Propriété intellectuelle et souveraineté technologique : les tensions du cadre normatif
L'écosystème deeptech soulève des questions spécifiques en matière de propriété intellectuelle. Le brevet unitaire européen, entré en vigueur le 1er juin 2023, et la juridiction unifiée du brevet (JUB) modifient en profondeur le paysage de la protection des inventions issues de la recherche publique. L'article L. 611-7 du code de la propriété intellectuelle régit les inventions de salariés, tandis que la loi du 15 mai 2001 (dite loi Allègre) et le décret du 2 octobre 1996 encadrent la valorisation des résultats de la recherche publique par les établissements d'enseignement supérieur.
Le Conseil d'État, dans son étude annuelle 2024, a souligné que la souveraineté technologique impliquait de repenser les mécanismes de contrôle des investissements étrangers dans les secteurs stratégiques. L'article L. 151-3 du code monétaire et financier soumet à autorisation préalable du ministre de l'Économie les investissements étrangers dans des activités touchant à la sécurité publique, la défense nationale ou les technologies critiques.
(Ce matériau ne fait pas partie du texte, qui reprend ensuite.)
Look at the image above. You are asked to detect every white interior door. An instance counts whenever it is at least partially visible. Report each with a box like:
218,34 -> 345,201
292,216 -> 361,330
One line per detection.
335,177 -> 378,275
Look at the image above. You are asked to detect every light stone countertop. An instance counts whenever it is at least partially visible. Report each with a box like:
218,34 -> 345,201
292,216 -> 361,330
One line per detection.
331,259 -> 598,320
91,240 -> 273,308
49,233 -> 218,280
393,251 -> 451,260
Le décret du 31 décembre 2019, élargi en 2020 et 2024, a progressivement étendu le champ des secteurs concernés, incluant désormais les biotechnologies, l'intelligence artificielle et les technologies quantiques, domaines au coeur de la deeptech.
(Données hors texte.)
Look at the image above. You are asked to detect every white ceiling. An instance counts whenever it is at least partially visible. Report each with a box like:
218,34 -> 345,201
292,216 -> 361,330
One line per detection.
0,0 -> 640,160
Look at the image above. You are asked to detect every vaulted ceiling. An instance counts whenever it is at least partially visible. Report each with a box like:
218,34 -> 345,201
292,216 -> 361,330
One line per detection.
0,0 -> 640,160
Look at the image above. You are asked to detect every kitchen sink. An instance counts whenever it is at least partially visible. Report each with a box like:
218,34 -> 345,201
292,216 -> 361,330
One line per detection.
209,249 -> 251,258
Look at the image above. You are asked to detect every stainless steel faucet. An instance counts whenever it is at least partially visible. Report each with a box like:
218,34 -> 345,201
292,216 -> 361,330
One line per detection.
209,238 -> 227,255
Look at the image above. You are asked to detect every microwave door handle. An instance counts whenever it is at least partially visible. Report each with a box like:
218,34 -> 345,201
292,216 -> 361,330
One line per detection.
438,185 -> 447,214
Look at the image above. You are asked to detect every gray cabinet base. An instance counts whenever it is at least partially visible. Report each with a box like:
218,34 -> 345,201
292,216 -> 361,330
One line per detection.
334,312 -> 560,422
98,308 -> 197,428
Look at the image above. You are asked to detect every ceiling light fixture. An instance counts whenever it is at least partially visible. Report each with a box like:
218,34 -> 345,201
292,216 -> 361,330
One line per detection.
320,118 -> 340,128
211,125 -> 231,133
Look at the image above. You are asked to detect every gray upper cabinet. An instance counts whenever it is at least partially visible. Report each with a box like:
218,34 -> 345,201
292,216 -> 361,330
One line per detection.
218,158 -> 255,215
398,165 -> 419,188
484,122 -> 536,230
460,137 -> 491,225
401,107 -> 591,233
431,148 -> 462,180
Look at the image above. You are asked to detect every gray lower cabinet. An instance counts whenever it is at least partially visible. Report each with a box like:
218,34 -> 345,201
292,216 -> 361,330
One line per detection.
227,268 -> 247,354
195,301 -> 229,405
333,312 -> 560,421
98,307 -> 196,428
L'expérimentation et la dérogation normative au service de l'innovation
L'article 72, alinéa 4, de la Constitution, révisé par la loi constitutionnelle du 28 mars 2003, permet aux collectivités territoriales de déroger à titre expérimental aux dispositions législatives et réglementaires. La loi organique du 19 avril 2021 relative à la simplification des expérimentations (loi dite « 3DS ») a assoupli ce cadre en permettant la généralisation différenciée des expérimentations réussies. En matière d'innovation publique, le Conseil d'État a admis la légalité des « bacs à sable réglementaires » (regulatory sandboxes), sous réserve du respect du principe d'égalité (CE, Ass., 28 juin 2002, Villemain, n° 220361).
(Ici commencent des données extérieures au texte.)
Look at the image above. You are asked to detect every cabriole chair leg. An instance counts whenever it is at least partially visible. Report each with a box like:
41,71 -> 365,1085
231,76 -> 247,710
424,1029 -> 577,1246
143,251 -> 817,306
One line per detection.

La loi du 22 mai 2019 relative à la croissance et la transformation des entreprises (loi PACTE) a par ailleurs créé un droit à l'expérimentation pour les entreprises innovantes (article 67), permettant des dérogations temporaires à certaines normes sectorielles sous le contrôle de l'autorité administrative compétente. Ce dispositif vise à réduire le « time to market » des innovations deeptech, souvent freinées par des procédures d'homologation longues.
Enjeux pour les concours
Le candidat doit maîtriser l'articulation entre le soutien public à l'innovation et les contraintes du droit de la concurrence et des aides d'État (RGEC, articles 107 et 108 TFUE). Il convient de connaître les instruments de la commande publique innovante (partenariat d'innovation, articles L. 2172-1 et suivants du code de la commande publique) et la jurisprudence du Conseil d'État sur les conditions de leur mise en oeuvre. La transformation numérique de l'administration, encadrée par le CRPA et pilotée par la DINUM, constitue un thème transversal reliant innovation publique et modernisation de l'action administrative. Le candidat retiendra également les mécanismes de contrôle des investissements étrangers (article L. 151-3 du code monétaire et financier) et le cadre constitutionnel de l'expérimentation (article 72, alinéa 4, de la Constitution), deux sujets fréquemment mobilisés dans les épreuves de droit public. Enfin, l'étude annuelle 2024 du Conseil d'État sur la souveraineté offre une grille de lecture essentielle pour comprendre les tensions entre ouverture à l'innovation et protection des intérêts stratégiques nationaux.